If you want complete control of your classes, and allow them to evolve independently, then you can have one base class that owns the Method, and then as many subclasses as you want with their own definition of the payload.

First, parse into the baseclass, just to get a strongly typed deserialization of Method

Then, there are a lot of patterns to address branching logic.

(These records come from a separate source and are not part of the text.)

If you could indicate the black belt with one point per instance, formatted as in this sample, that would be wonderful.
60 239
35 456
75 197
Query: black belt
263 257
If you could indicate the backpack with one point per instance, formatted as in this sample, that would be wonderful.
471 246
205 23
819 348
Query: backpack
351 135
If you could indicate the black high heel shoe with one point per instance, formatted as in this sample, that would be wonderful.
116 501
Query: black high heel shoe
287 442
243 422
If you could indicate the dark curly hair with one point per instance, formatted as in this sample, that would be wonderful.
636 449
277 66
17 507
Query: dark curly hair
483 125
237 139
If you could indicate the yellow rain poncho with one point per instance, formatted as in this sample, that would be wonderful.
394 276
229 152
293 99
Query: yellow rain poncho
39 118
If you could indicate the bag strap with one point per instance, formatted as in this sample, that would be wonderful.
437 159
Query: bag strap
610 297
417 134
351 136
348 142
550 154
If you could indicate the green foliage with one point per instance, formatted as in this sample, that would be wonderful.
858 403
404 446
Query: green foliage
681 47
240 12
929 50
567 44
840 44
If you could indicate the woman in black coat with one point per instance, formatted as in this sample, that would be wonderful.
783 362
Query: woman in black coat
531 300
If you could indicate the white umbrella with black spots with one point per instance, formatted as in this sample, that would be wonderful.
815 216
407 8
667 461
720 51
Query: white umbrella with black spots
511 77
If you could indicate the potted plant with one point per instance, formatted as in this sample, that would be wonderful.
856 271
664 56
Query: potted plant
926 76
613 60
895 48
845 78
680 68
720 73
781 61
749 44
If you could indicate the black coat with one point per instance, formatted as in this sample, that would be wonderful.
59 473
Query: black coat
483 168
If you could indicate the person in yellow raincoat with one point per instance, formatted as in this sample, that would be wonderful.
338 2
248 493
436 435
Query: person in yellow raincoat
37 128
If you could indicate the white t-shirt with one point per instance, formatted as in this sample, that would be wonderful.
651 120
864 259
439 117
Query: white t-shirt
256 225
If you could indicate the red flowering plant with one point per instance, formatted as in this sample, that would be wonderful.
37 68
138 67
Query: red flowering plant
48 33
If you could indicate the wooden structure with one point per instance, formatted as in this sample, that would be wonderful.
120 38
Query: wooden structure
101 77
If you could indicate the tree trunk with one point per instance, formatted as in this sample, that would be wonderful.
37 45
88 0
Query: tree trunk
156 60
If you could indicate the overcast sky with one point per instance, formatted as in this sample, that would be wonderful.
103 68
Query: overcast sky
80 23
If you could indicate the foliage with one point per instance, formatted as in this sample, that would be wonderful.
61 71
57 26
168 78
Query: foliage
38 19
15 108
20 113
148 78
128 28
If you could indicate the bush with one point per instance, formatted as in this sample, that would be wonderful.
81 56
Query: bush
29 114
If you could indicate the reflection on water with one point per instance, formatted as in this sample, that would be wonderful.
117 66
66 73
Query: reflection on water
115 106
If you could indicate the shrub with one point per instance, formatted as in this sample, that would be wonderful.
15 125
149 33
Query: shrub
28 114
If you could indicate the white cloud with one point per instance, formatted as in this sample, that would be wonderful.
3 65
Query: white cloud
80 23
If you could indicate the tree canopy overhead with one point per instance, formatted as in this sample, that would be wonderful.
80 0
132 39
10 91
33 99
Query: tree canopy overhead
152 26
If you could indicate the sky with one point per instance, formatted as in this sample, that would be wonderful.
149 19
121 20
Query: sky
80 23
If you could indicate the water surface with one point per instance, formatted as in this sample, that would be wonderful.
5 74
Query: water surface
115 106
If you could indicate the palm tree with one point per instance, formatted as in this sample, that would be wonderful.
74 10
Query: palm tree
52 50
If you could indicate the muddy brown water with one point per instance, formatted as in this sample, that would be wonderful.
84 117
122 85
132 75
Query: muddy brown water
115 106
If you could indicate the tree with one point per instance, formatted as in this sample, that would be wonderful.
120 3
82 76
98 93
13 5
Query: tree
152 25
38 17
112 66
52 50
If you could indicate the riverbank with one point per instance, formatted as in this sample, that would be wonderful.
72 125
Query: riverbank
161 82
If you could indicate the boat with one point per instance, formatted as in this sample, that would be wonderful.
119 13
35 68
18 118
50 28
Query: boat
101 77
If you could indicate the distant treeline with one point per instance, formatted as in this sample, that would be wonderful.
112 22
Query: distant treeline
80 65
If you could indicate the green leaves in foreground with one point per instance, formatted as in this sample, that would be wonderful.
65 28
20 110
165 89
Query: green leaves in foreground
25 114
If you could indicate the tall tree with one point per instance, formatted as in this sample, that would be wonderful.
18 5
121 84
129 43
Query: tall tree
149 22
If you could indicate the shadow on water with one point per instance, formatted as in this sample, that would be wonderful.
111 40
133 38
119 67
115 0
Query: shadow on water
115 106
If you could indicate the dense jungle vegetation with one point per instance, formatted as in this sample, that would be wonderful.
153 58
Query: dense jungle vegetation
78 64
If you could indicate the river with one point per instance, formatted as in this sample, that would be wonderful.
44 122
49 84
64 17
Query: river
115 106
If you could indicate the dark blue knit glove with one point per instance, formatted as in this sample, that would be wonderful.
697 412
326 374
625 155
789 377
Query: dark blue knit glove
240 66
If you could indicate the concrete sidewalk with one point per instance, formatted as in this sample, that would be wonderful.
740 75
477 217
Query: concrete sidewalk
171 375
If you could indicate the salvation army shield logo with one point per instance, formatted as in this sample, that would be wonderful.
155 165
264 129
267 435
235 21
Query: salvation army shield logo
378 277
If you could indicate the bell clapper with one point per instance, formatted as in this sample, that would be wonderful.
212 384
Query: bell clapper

  • If you have 1-2 cases, an if statement is fine
  • If you have 3-5 cases, you can use a switch
  • If you have 6-10 cases, you can create a dictionary that maps method name to class type
  • If you have more than that, you can use the strategy pattern and pass an interface around

Here's an example of how you could write the code:

var json = @"{
    'method': 'Model',
    'payload': {
        'key': 'value'
    }
}";

var modelBase = JsonConvert.DeserializeObject<ModelBase>(json);

var methodMapping = new Dictionary<string, Type>()
{
    {MethodTypes.Model.ToString(), typeof(Model)},
    {MethodTypes.OtherModel.ToString(), typeof(OtherModel)},
};
            
Type methodClass = methodMapping[modelBase.Method];

var result = JsonConvert.DeserializeObject(json, methodClass);

Note: Since we're programmatically determining the correct type, it's hard to pass to a generic <T>, so this uses the overload of DeserializeObject that takes type as a param

And here are the classes that model incoming messages

public enum MethodTypes
{
    Model,
    OtherModel
}

public class ModelBase
{
    public string Method { get; set; }
}

public class Model : ModelBase
{
    public ModelInfo Payload { get; set; }

    public class ModelInfo
    {
        public string Key { get; set; }
    }
}

public class OtherModel : ModelBase
{
    public ModelInfo Payload { get; set; }

    public class ModelInfo
    {
        public string Foo { get; set; }
    }
}

Dictionary<string,string>

If your data is always going to be "foo":"bar" or "key":"value" .... string:string, then Cid's suggesting to use Dictionary<string,string> Payload makes a lot of sense. Then figure out however you want to map from that c# class in a c# constructor that returns whatever type you want.